International Olympics

Four years ago he began to compete internationally, after the experience acquired in national competitions.

After winning four medals, two gold and two silver in the European Women’s Olympics, one of the greatest challenges came in 2019: the International Mathematical Olympiad, which was held in the town of Bath, in the south west of the UK.

Gold medal for Ana Paula Jimenez

Getty Images
Jiménez received a gold medal at the European Women’s Mathematical Olympiad.

“It’s a challenge, because only 10% of those who compete there are women, so you feel a lot of pressure,” he says.

In Bath, after several tense tests, he managed to win the bronze medal.

“It was very exciting, because for several days you share with people from all over the world who also have this same passion for mathematics,” says Jiménez.

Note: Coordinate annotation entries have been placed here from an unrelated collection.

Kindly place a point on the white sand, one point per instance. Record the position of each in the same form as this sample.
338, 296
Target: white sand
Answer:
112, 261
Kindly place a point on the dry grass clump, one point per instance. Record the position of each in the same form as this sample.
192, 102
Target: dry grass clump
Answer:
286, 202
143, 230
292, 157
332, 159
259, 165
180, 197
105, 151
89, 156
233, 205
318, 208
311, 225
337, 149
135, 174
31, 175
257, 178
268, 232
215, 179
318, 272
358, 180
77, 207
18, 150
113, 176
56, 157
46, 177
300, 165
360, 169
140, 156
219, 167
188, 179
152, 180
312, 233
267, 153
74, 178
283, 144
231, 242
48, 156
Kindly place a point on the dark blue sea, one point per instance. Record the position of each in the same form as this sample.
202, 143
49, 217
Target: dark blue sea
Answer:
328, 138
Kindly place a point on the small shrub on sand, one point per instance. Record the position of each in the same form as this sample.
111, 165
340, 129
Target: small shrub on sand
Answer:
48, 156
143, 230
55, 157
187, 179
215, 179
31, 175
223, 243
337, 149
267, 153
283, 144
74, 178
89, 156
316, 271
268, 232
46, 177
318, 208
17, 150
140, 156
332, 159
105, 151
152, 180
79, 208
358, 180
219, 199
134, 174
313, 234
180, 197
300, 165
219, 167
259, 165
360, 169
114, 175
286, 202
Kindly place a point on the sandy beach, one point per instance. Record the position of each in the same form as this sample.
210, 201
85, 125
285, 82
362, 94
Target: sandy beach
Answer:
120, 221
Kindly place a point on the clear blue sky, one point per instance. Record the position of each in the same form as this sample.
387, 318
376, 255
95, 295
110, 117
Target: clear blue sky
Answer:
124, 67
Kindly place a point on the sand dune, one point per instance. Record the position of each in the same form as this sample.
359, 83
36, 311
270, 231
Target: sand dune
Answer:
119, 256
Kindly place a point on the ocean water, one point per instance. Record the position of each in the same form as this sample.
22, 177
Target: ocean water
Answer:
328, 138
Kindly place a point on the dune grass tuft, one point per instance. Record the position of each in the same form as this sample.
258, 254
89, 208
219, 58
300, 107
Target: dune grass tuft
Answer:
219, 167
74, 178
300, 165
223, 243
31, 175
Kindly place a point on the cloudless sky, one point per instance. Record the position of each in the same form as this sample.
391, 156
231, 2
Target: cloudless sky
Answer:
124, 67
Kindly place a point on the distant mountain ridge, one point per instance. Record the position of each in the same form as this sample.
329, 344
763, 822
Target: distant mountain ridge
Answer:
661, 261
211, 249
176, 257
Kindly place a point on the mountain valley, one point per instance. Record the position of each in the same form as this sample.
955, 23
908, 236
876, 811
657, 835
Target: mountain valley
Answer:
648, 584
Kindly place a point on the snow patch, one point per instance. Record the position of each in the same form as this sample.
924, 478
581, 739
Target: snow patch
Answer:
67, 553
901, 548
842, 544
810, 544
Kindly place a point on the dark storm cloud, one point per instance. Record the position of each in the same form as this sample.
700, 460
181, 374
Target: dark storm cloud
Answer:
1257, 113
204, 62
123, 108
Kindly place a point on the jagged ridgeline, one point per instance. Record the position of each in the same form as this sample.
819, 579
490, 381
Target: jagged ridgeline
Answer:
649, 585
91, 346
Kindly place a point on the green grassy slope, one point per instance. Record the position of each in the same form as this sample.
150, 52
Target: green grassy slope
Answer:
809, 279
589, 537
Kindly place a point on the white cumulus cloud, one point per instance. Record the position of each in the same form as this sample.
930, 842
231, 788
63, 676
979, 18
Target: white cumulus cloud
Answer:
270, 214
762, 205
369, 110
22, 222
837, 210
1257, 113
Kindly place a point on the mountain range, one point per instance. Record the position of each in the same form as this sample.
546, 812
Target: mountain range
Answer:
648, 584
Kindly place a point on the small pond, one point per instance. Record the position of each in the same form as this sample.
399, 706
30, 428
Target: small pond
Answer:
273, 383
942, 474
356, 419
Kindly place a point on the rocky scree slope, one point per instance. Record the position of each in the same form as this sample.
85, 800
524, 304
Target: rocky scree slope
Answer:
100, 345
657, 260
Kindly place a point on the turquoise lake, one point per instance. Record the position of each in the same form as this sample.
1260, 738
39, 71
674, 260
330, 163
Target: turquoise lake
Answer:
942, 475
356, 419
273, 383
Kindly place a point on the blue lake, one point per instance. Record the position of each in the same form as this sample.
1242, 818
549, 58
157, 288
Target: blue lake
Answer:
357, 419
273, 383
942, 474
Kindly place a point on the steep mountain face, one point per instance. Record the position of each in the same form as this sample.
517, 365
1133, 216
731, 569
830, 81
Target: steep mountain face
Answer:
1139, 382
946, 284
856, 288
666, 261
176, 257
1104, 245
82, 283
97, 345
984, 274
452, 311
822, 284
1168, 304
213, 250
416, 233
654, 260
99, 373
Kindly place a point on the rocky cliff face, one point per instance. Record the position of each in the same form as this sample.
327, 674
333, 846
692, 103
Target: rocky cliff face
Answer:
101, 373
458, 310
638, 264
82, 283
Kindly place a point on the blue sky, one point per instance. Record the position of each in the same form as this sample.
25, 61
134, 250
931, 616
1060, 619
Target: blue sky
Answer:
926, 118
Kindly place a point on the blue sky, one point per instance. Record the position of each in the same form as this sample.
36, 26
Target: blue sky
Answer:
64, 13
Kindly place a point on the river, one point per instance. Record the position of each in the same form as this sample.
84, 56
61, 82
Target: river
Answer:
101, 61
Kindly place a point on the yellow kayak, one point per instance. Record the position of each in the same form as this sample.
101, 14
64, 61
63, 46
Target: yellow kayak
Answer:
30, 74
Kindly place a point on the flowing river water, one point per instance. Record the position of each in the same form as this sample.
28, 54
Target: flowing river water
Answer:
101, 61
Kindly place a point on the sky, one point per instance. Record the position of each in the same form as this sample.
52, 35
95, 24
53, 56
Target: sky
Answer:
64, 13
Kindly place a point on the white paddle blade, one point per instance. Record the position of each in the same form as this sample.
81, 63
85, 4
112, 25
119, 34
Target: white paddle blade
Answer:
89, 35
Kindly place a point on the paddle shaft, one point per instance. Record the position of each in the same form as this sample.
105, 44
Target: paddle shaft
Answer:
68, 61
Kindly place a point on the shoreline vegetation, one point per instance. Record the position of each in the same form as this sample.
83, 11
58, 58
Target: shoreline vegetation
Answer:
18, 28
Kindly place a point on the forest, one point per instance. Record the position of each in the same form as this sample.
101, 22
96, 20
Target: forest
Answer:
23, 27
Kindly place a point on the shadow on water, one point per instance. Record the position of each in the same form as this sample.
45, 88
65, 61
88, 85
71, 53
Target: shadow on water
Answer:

This year, virtually, he repeated the feat again. She became the first Mexican woman to win two bronze medals at an IMO.

Women and mathematics

One of the recognitions he received was due to his remarkable performance in the IMO, the award Maryam Mirzakhani.

This award was created in 2017 to recognize the performance of women in the International Olympics. That same year, the Iranian mathematician Maryam Mirzakhani died at the age of 40, who has been the only woman to receive the Fields medal, considered the Nobel Prize in this discipline.

That recognition was very important to me, because something that is clear from the moment you get into this is that there is a prejudice that women are not good at mathematics, “he says.

“And for me it was very important to have other women as coaches in my process. For example, Olga Medrano, who was the first Mexican to win a medal at the European Olympics ”, she adds.

Now Jiménez finished high school and entered the university, of course following a career in mathematics.

“For me mathematics is art. But you also win. Dedication. Perseverance. It is something that has been present in my life for a long time ”, he concludes.

About to hang up, I ask him what is the solution to the problem enunciated by Black.

“The solution is that the puzzle he proposes cannot be completed. But it takes a long time to arrive at that answer ”.